Alfred nel pomeriggio si ferma per quel giglio dal suo amico Paolo, nonché il fioraio.
“Paolo, mi porteresti un giglio bianco alla grotta vicino la fontanella? Quella che si affaccia sul torrente, vicino alla bottega di Zio Michele”.
“Certo, ma per chi è? Ti serve un biglietto?”
Alfred è in silenzio come chi sta pensando a una scelta da fare, poi si fa dare una penna e butta giù due righe: ”Nessuna tinta vale il colore dei tuoi occhi Virginie. Ti invito per un tea domani pomeriggio, Alfred”.
Poi lo legge. Lo rilegge e lo ricontrolla un’ultima volta.
Non sembra del tutto convinto, ma alla fine lo ripone dentro la bustina e lo consegna a Paolo.
“Se vai adesso –lo incita Alfred - la trovi di certo.
“Ma chi? Alfred, chi? Chi è che dovrei trovare subito?”
“Virginie!”
“Virgie…Chi? Vuoi dirmi la francesina?”
E Paolo comincia a ridere di gusto.
“Che c’è che ti fa divertire tanto?”.
“C’è che quella donna è pazza, ma non la vedi?- prosegue Paolo- Non parla con nessuno da quando è arrivata, cammina sempre a testa bassa. Non è mai venuta una sera in piazzetta tra noi ragazzi. Non fa altro che dipingere e se qualcuno le rivolge la parola sembra quasi scappare…Ma che dico sembra, fugge proprio lei! Ti sembra normale? Lascia stare, quella è tanto bella quanto folle. Te lo dico io che sono amico tuo, ricordatelo”.
Così Paolo conclude il discorso, dà una pacca sulla spalla ad Alfred e riprende, ti ho convinto?
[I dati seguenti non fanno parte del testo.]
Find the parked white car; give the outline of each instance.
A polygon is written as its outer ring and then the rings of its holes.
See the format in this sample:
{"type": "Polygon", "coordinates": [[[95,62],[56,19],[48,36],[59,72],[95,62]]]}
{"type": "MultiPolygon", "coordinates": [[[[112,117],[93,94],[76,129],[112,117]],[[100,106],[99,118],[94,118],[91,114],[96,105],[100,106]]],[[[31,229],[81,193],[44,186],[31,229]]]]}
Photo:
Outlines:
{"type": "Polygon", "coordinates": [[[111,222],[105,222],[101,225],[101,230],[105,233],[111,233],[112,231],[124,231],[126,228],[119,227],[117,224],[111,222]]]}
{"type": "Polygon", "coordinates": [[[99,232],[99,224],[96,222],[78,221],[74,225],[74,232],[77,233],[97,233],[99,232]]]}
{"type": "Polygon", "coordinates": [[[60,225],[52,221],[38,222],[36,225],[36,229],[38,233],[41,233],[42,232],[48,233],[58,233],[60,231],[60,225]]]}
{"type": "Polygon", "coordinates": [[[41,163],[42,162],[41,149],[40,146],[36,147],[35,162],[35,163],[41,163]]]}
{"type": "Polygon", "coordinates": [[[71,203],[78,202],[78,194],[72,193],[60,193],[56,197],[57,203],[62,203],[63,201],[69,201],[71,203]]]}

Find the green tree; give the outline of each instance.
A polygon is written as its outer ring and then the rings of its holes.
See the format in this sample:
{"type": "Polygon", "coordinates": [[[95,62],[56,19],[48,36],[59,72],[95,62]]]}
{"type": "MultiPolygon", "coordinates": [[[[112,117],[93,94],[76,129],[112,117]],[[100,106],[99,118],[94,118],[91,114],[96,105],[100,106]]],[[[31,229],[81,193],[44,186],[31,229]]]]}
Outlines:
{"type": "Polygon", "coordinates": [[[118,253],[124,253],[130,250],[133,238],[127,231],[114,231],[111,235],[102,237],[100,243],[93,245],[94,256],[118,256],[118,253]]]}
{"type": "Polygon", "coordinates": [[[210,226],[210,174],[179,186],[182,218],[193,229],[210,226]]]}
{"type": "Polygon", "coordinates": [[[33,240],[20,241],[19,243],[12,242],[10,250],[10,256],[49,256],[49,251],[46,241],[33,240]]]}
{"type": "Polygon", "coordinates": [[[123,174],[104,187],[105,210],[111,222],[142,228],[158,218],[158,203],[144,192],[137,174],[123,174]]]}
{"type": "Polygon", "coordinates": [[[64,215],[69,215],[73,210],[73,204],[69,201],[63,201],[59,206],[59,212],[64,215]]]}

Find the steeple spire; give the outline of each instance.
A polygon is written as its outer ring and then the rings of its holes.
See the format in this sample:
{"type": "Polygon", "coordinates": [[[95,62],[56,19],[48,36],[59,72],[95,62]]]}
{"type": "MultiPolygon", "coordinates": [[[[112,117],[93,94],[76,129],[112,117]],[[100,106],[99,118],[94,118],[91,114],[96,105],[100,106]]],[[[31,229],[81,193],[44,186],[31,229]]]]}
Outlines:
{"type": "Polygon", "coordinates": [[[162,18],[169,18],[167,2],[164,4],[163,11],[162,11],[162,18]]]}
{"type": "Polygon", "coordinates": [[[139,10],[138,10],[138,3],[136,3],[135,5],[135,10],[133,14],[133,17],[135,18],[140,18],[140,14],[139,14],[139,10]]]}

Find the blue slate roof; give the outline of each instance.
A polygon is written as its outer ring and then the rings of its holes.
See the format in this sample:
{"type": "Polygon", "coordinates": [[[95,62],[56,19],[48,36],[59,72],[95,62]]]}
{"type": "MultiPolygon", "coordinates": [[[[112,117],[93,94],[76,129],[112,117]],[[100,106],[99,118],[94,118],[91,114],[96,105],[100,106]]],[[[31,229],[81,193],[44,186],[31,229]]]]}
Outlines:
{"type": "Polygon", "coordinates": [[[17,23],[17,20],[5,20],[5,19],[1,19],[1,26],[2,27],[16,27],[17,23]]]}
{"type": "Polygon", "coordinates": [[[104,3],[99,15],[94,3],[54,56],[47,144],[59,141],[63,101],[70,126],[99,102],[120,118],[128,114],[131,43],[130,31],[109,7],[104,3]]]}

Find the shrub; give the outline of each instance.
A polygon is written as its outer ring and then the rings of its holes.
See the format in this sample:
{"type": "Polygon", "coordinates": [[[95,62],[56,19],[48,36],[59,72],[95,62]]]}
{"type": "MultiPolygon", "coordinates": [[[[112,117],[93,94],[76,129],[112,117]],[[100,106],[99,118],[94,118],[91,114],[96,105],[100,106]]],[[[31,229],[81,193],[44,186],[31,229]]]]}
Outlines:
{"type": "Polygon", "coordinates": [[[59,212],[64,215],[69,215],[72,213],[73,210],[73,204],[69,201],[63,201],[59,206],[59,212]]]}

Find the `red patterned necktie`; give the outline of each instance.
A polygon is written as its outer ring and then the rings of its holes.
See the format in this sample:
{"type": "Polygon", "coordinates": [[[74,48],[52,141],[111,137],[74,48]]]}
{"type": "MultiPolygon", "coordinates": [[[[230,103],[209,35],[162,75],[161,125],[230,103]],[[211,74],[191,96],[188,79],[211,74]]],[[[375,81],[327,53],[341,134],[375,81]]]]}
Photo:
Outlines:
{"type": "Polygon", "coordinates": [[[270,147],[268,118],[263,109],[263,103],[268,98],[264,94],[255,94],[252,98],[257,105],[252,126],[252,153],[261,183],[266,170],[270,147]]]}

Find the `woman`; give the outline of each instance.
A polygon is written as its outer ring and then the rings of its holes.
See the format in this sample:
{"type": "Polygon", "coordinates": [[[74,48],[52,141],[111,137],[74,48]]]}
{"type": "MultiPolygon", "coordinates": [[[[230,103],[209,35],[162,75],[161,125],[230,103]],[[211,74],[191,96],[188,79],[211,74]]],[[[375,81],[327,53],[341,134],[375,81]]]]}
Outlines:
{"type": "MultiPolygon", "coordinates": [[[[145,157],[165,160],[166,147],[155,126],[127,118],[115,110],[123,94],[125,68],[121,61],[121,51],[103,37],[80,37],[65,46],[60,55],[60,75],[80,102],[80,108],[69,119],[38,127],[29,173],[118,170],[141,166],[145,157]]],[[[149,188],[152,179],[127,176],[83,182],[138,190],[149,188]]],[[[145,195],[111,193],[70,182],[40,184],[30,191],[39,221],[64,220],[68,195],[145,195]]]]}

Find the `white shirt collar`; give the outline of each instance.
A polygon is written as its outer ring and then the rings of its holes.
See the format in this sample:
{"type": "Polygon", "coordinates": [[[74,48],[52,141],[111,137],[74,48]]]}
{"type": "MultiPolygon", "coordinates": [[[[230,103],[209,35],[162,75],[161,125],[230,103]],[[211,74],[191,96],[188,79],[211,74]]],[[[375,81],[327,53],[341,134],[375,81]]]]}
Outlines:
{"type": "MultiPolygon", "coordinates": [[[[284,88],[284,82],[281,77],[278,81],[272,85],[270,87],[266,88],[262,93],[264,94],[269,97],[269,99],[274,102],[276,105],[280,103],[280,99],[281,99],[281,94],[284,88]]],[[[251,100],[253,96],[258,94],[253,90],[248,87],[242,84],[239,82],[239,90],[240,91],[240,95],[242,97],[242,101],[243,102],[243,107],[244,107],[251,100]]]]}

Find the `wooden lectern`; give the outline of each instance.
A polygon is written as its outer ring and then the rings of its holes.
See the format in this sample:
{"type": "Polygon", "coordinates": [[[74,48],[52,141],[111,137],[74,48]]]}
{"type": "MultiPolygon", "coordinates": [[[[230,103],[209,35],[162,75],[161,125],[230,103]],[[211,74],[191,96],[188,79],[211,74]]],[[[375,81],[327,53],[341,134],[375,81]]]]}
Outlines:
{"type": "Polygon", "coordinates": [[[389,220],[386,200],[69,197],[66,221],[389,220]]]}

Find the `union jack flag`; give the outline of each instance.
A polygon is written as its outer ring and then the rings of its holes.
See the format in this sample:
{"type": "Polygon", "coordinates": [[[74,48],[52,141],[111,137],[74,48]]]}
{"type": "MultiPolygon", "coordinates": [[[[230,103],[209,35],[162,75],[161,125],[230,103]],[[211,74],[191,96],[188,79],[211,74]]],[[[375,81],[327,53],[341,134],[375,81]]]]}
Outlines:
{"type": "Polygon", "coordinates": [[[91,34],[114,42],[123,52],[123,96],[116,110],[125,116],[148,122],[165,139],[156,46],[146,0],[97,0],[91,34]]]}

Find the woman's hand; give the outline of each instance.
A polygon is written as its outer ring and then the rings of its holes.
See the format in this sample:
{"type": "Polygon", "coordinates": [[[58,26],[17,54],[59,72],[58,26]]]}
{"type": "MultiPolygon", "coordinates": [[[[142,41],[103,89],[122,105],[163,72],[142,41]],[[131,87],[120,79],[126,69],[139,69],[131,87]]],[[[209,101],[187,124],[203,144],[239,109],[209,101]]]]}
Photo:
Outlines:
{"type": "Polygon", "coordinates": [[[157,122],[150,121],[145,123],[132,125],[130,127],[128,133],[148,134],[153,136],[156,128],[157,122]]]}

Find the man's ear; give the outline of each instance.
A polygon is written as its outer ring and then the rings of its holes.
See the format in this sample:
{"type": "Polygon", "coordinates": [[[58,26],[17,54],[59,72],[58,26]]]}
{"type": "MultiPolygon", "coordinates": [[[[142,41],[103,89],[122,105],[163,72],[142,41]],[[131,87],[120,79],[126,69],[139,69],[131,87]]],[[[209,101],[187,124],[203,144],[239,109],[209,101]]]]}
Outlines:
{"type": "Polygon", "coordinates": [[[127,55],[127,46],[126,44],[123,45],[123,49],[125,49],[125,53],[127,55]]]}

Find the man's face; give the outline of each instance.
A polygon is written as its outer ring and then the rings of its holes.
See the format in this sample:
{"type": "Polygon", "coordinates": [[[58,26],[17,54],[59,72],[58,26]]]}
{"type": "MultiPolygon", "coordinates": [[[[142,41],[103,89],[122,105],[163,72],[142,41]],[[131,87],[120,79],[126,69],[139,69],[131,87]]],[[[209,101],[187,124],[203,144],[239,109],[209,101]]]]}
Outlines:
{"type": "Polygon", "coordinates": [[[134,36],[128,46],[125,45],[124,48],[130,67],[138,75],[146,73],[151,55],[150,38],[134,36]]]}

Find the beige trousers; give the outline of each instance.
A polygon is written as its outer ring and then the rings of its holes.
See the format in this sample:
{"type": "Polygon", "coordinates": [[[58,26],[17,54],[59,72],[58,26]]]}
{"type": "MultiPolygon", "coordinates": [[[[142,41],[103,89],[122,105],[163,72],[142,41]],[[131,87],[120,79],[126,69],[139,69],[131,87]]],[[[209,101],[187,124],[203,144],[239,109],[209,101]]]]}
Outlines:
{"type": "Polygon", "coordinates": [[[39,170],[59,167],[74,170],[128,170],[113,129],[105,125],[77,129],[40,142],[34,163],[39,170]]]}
Hai cambiato idea, vero?”
PORTA- SUBITO- QUEI FIORI - A VIRGINIE.
Queste sono invece le ultime parole di Alfred.
Poi lui torna ad aprire il negozio.
E Paolo fa la sua composizione mentre borbotta qualcosa del tipo fosse più matto lui di lei, mah…
Poi sale in bici e si dirige verso i Sassi.

Corinne è lì.
Assorta nel suo mondo come fosse totalmente ovattata e lontana da tutto e immersa nella sua tela si gusta un calice di Carmenero per farsi compagnia.
Poi se ne beve un altro, un altro, un altro ancora… Ce ne sono di bottiglie da svuotare nella sua grotta.
E lei è lì, persa tra quei gradi alcolici a dar inizio al suo delirio.
Strepita i suoi silenzi sobri.
Singhiozza le sue lacrime trattenute.
Graffia il suo corpo sinuoso.
Strappa quella tela.
Insulta quella testa massacrata come fosse ancora viva e adesso impreca persino contro quel povero Alfred che si è solo innamorato di lei.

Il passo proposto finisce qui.